1. What was it that ultimately drove you to seek therapy and how has it helped you?
2. If you have not seen a therapist, what are some barriers that you think might keep you from getting help? Or what coping mechanisms have you developed on your own so that you don't feel the need for professional therapy?
However, I know it has to be his choice. He will only benefit from therapy if it's something he wants to do. I can never force him and I won't ever try. I have made gentle suggestions, but I also try to always make it clear that no matter what he chooses to do, he still has my full support.
hi, Eager -
1.(a) as a male survivor, i did not cope very well with my past. i repressed everything and functioned OK until i totally fell apart in my mid 30s and fell into a deep pit of depression and could not function at all. i was practically led to a therapist by a friend and my wife. i was in therapy for about 15 months and regained control of my life, but had not really gotten to the bottom yet. i fell again years later - about 2 years ago - and was an absolute mess. this time, my wife insisted i get help or she would leave. i was afraid of what therapy would mean. it was agonizing the first time and this time i knew it would be worse because new and more serious memories were surfacing. but i did it - and i am glad. i've been in therapy this time since last Nov. - about 15 months again. i am much better now and think the end may be in sight. i could not have done this on my own!!! what helped me was a 4-fold support system - my wife, my therapist, the resources and forums and friends on this MS site, and faith in God.

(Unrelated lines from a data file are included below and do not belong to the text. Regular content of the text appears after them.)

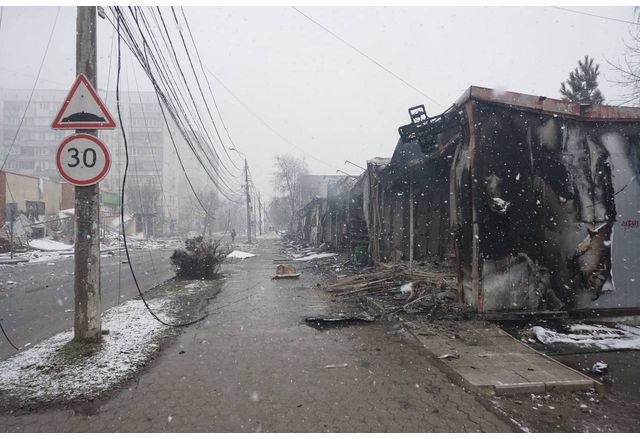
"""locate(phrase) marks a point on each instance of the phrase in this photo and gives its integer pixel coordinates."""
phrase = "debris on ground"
(336, 366)
(600, 368)
(200, 259)
(428, 289)
(313, 256)
(237, 254)
(286, 272)
(338, 319)
(589, 337)
(45, 244)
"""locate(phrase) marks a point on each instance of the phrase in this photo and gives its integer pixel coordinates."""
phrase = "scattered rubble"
(338, 319)
(600, 368)
(237, 254)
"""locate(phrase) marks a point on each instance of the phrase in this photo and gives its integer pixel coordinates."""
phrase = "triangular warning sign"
(83, 109)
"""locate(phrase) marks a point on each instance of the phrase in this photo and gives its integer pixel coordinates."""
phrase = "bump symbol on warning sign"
(83, 109)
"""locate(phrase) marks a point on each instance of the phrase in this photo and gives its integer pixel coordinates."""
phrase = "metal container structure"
(545, 204)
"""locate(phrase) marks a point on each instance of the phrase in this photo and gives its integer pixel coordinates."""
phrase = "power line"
(195, 75)
(213, 98)
(151, 57)
(399, 78)
(265, 123)
(172, 102)
(124, 180)
(594, 15)
(7, 337)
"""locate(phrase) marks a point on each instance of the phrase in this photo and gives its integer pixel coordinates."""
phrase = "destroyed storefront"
(349, 229)
(407, 196)
(545, 202)
(312, 221)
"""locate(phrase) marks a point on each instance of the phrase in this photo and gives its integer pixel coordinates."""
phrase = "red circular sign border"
(93, 139)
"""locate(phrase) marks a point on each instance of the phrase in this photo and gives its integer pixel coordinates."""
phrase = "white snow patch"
(46, 244)
(316, 256)
(592, 336)
(237, 254)
(47, 372)
(407, 288)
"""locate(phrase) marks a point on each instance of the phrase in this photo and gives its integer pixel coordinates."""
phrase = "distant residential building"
(29, 145)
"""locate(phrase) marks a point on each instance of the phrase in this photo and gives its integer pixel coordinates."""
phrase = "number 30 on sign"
(83, 159)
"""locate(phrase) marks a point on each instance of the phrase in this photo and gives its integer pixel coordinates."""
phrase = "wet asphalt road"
(253, 365)
(40, 302)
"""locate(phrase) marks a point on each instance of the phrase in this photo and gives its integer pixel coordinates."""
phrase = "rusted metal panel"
(549, 105)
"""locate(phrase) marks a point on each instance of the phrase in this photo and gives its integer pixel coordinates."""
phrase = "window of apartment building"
(12, 107)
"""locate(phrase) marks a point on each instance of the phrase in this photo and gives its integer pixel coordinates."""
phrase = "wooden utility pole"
(259, 213)
(88, 308)
(410, 226)
(246, 179)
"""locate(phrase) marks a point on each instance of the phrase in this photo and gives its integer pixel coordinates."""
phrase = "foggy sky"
(332, 103)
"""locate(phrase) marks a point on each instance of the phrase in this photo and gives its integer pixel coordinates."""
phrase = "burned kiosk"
(545, 201)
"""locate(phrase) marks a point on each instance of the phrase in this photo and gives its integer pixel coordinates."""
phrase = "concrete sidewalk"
(487, 357)
(253, 366)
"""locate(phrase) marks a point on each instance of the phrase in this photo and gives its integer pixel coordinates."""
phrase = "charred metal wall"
(539, 202)
(387, 199)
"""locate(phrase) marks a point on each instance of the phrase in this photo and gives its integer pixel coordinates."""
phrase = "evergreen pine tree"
(582, 85)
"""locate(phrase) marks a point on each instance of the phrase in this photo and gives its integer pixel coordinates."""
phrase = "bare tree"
(287, 179)
(629, 67)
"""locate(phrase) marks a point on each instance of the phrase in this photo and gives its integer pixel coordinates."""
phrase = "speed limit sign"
(83, 159)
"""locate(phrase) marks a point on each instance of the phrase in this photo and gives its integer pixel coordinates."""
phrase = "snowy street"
(36, 298)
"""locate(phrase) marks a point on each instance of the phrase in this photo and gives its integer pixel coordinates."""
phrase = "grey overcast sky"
(322, 96)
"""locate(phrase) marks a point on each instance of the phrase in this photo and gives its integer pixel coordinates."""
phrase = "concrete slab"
(485, 356)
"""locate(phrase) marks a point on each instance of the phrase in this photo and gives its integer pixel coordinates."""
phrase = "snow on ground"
(54, 371)
(316, 256)
(592, 336)
(46, 244)
(237, 254)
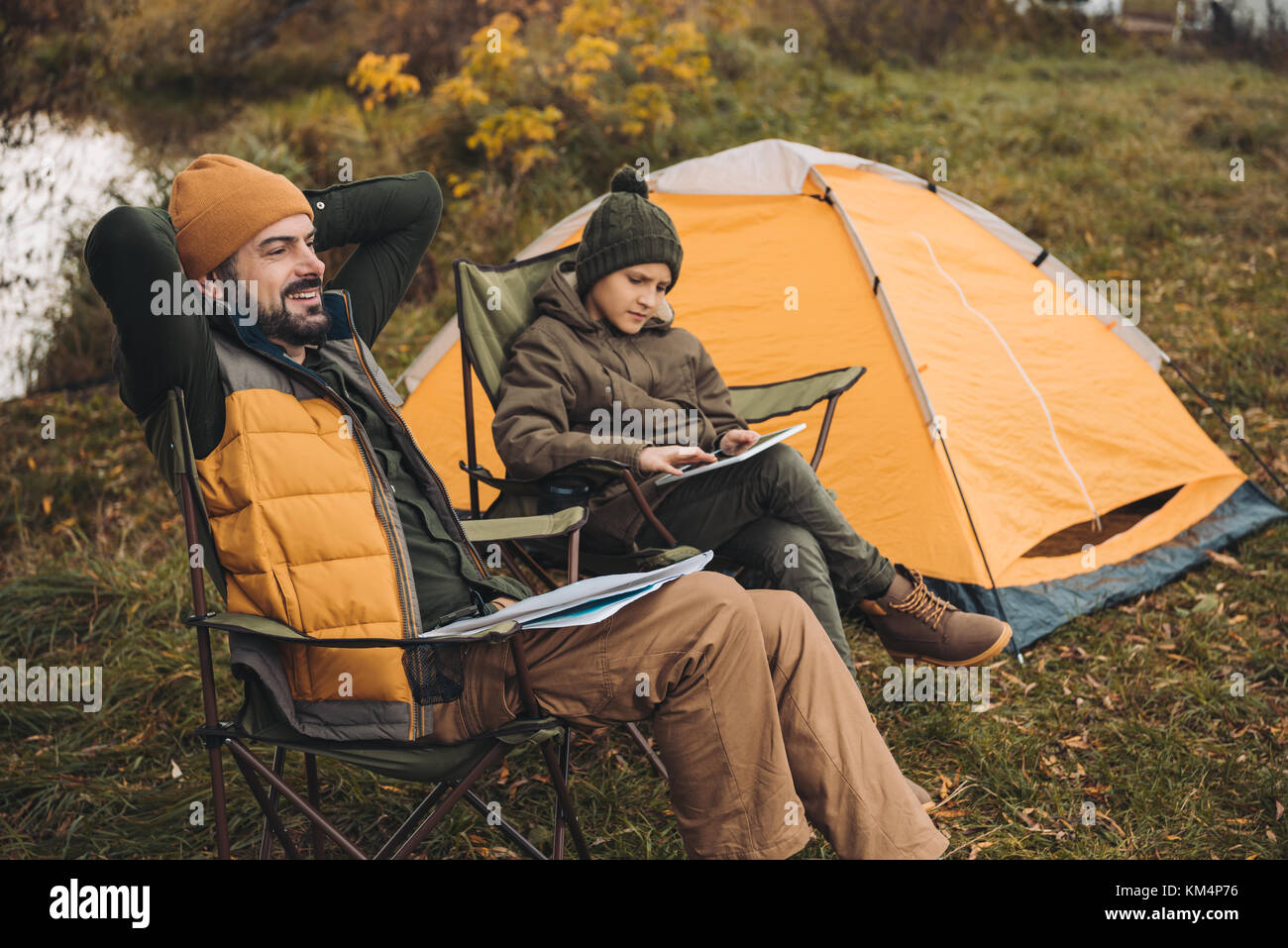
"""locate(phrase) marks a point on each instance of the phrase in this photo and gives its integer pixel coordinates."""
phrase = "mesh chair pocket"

(b) i have new self-esteem. i have a much better relationship with my wife - who is also much happier. i have newly-discovered real live emotions - not always positive - but healthy and normal. we have a restored sex life again - that had been dysfunctional to non-existent for years. i know and respect and value myself. i have more self-confidence socially and at work.
2. what previously kept me from getting help was - first, unawareness or disbelief that it could help. i honestly thought i was a hopeless case and could not imagine anything being any better. second - once i became aware that therapy was possible - fear set in - fear of facing the monsters in my past - fear of the painful emotions that i knew would come. fear that what would be revealed would be so repugnant to my wife that she would judge, condemn and desert me. fear that if anyone found out i would be branded as an untouchable. but the fear of losing her was greater than the other fears and i gambled on that slim chance.
you are right in stating that it has to be his decision and he has to want to do it - to put in the work of healing. you are doing the right thing - being patient and encouraging and supportive. bless you for that! but for me - gentle didn't work. i needed more firmness. i know everyone is different. hope you find the right approach.